Self-supervised learning has made a great success in NLP, for the plain text itself contains abundant knowledge and patterns about languages, and self-supervised learning can fully utilize the existing large-scale corpora. Nowadays, it is still the most exciting research area of representation learning for natural languages, and researchers continue to put their efforts into this direction.

Besides, many other machine learning approaches have also been explored in representation learning for NLP, such as adversarial training, contrastive learning, few-shot learning, meta-learning, continual learning, reinforcement learning, et al. How to develop more effective and efficient approaches of representation learning for NLP and to better take advantage of large-scale and complicated corpora and computing power, is still an important research topic.

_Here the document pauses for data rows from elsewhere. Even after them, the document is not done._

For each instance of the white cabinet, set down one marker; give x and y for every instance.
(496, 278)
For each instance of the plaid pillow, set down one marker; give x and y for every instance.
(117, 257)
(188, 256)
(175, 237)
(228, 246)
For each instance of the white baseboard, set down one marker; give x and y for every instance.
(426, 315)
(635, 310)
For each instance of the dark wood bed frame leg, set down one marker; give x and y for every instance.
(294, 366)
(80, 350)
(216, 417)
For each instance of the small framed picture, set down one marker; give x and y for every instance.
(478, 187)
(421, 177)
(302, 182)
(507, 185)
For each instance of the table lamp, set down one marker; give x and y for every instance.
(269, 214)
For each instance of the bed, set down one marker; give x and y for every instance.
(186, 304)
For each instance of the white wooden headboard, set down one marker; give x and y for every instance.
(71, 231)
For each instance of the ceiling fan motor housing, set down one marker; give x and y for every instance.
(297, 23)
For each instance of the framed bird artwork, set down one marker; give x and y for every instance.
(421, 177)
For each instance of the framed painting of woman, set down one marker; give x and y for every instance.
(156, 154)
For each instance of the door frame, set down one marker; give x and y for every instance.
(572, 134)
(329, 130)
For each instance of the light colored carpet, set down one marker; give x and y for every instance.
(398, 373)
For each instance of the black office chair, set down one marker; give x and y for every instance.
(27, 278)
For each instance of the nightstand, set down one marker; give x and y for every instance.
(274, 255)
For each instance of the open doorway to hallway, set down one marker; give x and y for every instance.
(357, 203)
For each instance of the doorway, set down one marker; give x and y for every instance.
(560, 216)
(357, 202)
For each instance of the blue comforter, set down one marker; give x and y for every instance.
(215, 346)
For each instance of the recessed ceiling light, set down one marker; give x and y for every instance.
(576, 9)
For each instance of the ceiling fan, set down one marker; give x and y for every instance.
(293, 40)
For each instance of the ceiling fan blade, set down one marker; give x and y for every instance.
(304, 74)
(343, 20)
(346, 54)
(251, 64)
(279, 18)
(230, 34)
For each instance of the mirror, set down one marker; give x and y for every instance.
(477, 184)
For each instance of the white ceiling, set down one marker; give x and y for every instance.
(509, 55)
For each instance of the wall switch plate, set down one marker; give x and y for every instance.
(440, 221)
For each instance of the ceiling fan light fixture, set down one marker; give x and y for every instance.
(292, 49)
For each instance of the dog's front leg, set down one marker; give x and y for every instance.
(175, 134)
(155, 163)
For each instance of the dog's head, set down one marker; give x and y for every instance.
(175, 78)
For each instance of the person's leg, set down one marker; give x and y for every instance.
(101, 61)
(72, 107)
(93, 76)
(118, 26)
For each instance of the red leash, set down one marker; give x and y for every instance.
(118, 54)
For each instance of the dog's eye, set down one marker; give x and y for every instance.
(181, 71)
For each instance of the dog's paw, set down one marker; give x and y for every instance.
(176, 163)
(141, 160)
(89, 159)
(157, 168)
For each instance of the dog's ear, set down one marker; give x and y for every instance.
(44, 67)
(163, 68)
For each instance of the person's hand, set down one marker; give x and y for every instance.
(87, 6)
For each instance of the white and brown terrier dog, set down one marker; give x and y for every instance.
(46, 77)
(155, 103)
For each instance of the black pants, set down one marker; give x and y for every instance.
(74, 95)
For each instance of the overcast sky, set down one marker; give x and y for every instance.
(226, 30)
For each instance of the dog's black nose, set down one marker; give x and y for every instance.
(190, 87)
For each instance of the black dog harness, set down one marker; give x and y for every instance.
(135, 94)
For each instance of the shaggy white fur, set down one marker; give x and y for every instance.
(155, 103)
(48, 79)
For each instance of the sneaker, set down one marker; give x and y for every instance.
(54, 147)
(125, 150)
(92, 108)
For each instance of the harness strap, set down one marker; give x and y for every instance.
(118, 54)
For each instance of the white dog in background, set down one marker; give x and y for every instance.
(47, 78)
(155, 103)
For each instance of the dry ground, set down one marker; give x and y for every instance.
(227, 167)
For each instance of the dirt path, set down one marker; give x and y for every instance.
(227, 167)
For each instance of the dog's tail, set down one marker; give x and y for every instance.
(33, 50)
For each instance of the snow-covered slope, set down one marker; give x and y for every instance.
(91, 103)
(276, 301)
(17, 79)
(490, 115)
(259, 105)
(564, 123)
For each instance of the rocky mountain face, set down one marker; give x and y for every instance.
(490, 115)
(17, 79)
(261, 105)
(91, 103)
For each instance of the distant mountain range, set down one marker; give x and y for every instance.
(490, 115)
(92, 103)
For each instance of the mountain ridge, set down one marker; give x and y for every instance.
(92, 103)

1.6 Applications of Representation Learning for NLP

In general, there are two kinds of applications of representation learning for NLP. In one case, the semantic representation is trained in a pretraining task (or designed by human experts) and is transferred to the model for the target task. Word embedding is an example of the application. It is trained by using language modeling objective and is taken as inputs for other down-stream NLP models. In this book, we will also introduce sememe knowledge representation and world knowledge representation, which can also be integrated into some NLP systems as additional knowledge augmentation to enhance their performance in certain aspects.

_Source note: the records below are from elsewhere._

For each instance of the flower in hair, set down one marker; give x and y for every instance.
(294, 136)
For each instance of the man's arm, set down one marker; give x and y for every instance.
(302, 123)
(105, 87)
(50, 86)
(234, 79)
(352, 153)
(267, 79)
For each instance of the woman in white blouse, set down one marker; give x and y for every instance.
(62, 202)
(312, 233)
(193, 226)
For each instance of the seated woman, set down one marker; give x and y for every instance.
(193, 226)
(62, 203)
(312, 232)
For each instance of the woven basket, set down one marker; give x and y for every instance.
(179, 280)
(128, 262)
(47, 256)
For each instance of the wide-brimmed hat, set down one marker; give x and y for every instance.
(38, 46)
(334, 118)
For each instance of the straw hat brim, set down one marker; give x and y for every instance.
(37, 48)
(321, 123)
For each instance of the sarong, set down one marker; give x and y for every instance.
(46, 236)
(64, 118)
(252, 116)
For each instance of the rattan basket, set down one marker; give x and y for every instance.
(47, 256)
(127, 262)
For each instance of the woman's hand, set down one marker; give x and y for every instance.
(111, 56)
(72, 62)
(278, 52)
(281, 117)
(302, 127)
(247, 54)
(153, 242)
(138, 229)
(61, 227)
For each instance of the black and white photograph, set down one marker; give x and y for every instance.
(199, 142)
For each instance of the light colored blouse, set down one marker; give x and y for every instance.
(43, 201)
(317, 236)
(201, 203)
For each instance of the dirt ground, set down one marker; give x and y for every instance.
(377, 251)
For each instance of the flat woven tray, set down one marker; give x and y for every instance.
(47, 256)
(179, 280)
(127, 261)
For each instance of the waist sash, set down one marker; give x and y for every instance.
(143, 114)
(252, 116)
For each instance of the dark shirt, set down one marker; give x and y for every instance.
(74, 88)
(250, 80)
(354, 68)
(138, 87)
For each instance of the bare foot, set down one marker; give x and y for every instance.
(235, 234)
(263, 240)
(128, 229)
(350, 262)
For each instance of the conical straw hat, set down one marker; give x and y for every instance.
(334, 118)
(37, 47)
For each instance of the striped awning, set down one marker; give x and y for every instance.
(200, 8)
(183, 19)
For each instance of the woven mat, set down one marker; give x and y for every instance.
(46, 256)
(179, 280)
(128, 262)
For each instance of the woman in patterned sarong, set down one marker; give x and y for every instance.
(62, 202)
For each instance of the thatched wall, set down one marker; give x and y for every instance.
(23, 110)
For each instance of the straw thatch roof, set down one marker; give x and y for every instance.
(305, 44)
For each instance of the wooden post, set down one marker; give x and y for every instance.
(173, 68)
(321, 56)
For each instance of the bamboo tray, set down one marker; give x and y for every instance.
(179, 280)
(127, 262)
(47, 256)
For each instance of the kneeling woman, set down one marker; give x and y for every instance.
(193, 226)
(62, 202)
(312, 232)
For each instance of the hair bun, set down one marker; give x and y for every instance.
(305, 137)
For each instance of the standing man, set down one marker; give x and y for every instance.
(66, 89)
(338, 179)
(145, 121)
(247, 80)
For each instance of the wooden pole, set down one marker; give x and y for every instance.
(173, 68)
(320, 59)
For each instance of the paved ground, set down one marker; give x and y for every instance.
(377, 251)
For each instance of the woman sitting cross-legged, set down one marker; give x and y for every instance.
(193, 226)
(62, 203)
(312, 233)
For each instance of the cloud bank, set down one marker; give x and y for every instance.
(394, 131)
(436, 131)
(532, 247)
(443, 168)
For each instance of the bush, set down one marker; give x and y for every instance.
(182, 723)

In other cases, the semantic representation lies within the hidden states of the neural model and directly aims for better performance of target tasks as an end-to-end fashion. For example, many NLP tasks want to semantically compose sentence or document representation: tasks like sentiment classification, natural language inference, and relation extraction require sentence representation and the tasks like question answering need document representation. As shown in the latter part of the book, many representation learning methods have been developed for sentences and documents and benefit these NLP tasks.

1.7 The Organization of This Book

We start the book from word representation. By giving a thorough introduction to word representation, we hope the readers can grasp the basic ideas for representation learning for NLP. Based on that, we further talk about how to compositionally acquire the representation for higher level language components, from sentences to documents.

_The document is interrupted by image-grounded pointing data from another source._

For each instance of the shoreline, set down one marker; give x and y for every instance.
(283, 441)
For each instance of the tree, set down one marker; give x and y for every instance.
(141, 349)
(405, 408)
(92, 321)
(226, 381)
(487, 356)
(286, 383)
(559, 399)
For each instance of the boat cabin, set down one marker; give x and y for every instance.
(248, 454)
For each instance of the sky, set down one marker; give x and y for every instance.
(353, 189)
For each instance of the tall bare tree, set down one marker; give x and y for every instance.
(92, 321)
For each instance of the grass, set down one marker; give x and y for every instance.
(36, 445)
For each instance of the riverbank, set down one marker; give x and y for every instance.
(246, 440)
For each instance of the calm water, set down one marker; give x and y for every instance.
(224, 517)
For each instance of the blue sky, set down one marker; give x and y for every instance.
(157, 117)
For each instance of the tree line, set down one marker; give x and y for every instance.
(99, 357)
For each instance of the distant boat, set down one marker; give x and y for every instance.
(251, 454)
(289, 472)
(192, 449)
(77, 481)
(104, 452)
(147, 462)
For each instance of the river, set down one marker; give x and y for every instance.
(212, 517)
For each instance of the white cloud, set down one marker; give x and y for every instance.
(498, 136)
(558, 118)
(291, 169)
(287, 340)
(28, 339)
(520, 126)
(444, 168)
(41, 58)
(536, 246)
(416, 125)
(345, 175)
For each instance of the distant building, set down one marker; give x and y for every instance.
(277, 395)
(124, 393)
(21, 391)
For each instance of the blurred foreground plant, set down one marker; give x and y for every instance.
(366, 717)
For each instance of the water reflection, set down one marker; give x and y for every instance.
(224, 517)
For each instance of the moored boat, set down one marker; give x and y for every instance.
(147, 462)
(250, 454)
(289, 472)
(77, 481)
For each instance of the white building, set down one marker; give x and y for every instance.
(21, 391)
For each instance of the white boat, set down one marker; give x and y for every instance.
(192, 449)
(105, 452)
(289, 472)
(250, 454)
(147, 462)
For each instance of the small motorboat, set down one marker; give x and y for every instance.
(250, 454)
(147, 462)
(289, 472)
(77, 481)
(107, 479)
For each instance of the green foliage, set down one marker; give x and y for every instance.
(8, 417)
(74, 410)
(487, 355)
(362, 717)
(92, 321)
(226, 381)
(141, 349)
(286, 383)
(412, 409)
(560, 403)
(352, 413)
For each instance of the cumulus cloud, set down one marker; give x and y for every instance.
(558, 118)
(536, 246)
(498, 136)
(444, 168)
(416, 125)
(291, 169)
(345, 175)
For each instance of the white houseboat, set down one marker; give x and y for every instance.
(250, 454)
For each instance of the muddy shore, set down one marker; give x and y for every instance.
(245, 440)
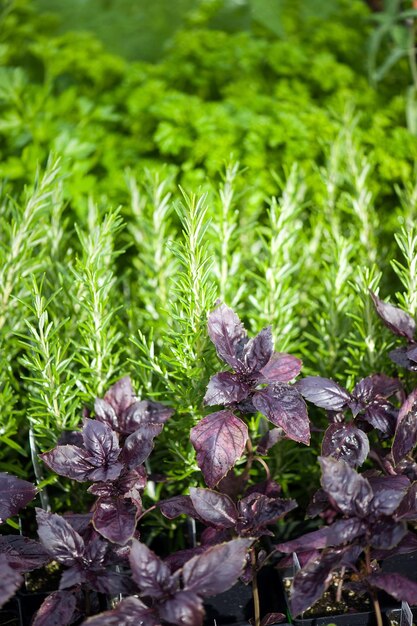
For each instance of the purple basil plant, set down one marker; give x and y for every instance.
(110, 453)
(366, 523)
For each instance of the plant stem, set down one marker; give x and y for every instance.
(373, 594)
(255, 591)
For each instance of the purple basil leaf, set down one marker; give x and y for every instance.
(215, 508)
(272, 437)
(56, 610)
(228, 335)
(10, 580)
(225, 388)
(144, 413)
(101, 443)
(350, 491)
(324, 393)
(405, 437)
(257, 511)
(152, 575)
(185, 608)
(397, 320)
(345, 441)
(386, 534)
(23, 554)
(219, 440)
(395, 585)
(69, 461)
(310, 582)
(15, 493)
(139, 445)
(389, 491)
(115, 519)
(130, 611)
(59, 538)
(121, 395)
(283, 405)
(203, 575)
(281, 368)
(258, 351)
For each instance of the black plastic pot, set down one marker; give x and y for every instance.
(235, 607)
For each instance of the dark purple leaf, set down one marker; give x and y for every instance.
(10, 580)
(380, 385)
(203, 575)
(56, 610)
(405, 437)
(69, 461)
(257, 511)
(15, 493)
(144, 413)
(115, 519)
(225, 388)
(59, 538)
(283, 405)
(386, 534)
(139, 445)
(215, 508)
(22, 553)
(310, 582)
(150, 573)
(324, 393)
(389, 491)
(281, 368)
(219, 440)
(185, 608)
(258, 351)
(345, 441)
(397, 320)
(351, 493)
(395, 585)
(228, 335)
(130, 612)
(272, 437)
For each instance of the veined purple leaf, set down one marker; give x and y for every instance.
(258, 351)
(152, 575)
(283, 405)
(350, 491)
(281, 368)
(310, 582)
(405, 438)
(144, 413)
(269, 440)
(130, 612)
(15, 493)
(397, 320)
(380, 385)
(23, 554)
(59, 538)
(228, 335)
(56, 610)
(203, 575)
(225, 388)
(323, 392)
(213, 507)
(115, 519)
(345, 441)
(184, 607)
(395, 585)
(69, 461)
(139, 445)
(219, 440)
(389, 491)
(10, 580)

As shown in Fig. 1.5, representation learning will be able to incorporate various types of structural knowledge to support a deep understanding of natural languages, named as knowledge-guided NLP. Hence, we next introduce two forms of knowledge representation that are closely related to NLP. On the one hand, sememe representation tries to encode linguistic and commonsense knowledge in natural languages. Sememe is defined as the minimum indivisible unit of semantic meaning [2]. With the help of sememe representation learning, we can get more interpretable and more robust NLP models. On the other hand, world knowledge representation studies how to encode world facts into continuous semantic space. It can not only help with knowledge graph tasks but also benefit knowledge-guided NLP applications.

Fig. 1.5
figure 5

The architecture of knowledge-guided NLP

Besides, the network is also a natural way to represent objects and their relationships. In the network representation section, we study how to embed vertices and edges in a network and how these elements interact with each other. Through the applications, we further show how network representations can help NLP tasks.

Another interesting topic related to NLP is the cross-modal representation, which studies how to model unified semantic representations across different modalities (e.g., text, audios, images, videos, etc.). Through this section, we review several cross-modal problems along with representative models.

At the end of the book, we introduce some useful resources to the readers, including deep learning frameworks and open-source codes. We also share some views about the next big topics in representation learning for NLP. We hope that the resources and the outlook can help our readers have a better understanding of the content of the book, and inspire our readers about how representation learning in NLP would further develop.